Cold winter pushes up mainland inflation
Consumer price index climbs to 2.5 per cent in December as costs of vegetables soar 17.5 per cent in harshest weather in three decades
Inflation on the mainland rose last month for the second consecutive month amid the coldest winter in nearly three decades, although economists believe prices will remain under control in the near term.
Following the release of the inflation data yesterday, the People's Bank of China pledged to continue with its prudent monetary policy, prevent financial risks and keep consumer prices "basically stable".
The comment suggests the central bank may tread carefully in balancing its goals between supporting the economy and curbing inflation through what it called "steady and moderate growth" in credit supply.
The consumer price index rose 2.5 per cent in December from a year earlier, bringing the full-year inflation to 2.6 per cent, the National Bureau of Statistics said. The reading last month accelerated from the 2 per cent rate in November and was above market expectation for a 2.3 per cent rise.
The higher-than-expected inflation came after vegetable prices soared 17.5 per cent from November due to the cold weather and difficult transport.
Meanwhile, Zhang Xiaoqiang, a vice-chairman of the National Development and Reform Commission, said the economy probably grew 7.7 per cent last year and was likely to expand 7.5 per cent this year, Xinhua reported.

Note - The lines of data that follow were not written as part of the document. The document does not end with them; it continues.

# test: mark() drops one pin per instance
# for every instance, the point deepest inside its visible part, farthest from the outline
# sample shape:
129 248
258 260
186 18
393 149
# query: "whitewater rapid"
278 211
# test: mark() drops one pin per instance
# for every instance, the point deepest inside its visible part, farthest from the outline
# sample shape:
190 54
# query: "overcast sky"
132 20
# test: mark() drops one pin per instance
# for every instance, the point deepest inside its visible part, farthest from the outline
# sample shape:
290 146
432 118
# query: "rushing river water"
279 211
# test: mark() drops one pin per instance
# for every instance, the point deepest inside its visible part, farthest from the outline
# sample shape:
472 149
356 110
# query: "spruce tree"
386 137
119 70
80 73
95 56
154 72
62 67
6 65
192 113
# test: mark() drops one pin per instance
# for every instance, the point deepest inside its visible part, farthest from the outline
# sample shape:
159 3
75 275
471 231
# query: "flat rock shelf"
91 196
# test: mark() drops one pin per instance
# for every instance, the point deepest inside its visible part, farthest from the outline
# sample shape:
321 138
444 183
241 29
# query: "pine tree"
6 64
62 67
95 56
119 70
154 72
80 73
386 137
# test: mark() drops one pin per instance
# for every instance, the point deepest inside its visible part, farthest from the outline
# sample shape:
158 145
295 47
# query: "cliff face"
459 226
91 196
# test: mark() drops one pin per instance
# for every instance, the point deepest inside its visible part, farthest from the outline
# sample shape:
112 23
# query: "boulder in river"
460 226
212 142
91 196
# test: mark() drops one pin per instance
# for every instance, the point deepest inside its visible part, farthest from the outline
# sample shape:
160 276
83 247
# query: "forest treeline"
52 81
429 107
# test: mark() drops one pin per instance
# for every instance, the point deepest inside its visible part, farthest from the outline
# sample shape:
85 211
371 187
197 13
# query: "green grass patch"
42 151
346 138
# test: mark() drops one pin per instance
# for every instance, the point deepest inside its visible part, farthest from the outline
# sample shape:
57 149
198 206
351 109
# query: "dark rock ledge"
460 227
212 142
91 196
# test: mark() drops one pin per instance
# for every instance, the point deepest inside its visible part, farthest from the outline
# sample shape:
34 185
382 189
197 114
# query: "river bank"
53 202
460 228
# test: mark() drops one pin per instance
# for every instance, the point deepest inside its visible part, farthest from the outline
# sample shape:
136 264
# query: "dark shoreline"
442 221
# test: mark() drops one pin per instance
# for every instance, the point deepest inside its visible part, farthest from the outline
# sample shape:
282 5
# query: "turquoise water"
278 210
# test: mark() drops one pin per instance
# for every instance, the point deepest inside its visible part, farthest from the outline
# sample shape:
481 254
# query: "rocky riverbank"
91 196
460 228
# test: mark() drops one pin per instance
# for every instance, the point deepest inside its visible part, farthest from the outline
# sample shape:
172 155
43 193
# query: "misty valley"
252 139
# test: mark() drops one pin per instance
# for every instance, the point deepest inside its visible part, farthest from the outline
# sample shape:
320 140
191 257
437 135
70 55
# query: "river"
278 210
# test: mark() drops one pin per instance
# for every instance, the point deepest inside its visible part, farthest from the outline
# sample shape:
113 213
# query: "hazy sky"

He said inflation might rise to 3.5 per cent this year.
Economists say inflation remains manageable.
"There is little sign of severe inflationary pressure at this stage," said Yao Wei, a China economist with Societe Generale. "Hence, the People's Bank of China is likely to shift its focus to inflation and financial risk from growth, though gradually and carefully."
The producer price index contracted 1.9 per cent last month as costs of raw materials fell.
HSBC forecast consumer prices could be moderate this month because of a higher base effect but would rise during the Lunar New Year next month.
The consumer price index might average 3.1 per cent this year, said HSBC, forecasting interest rates would stay unchanged but reserve ratio cuts totalling 100 basis points could be effected in the next few quarters.
Standard Chartered is more concerned, saying inflation might average 4 per cent this year and 5 per cent next year.
"We think the PBOC will raise benchmark interest rates" once by 25 basis points in the fourth quarter, economists at the bank said in a note.
Caijing magazine reported this month that the central bank was likely to target an M2 - a broad gauge of money supply - growth of more than 13 per cent this year, compared with growth of 13.8 per cent last year, but added that the plan was not final.
The central bank said in its statement yesterday it would "steadily" push forward reforms on the interest rate system and expand cross-border yuan use.
The Shanghai Composite Index fell 1.78 per cent yesterday, the biggest daily decline since September 20 last year.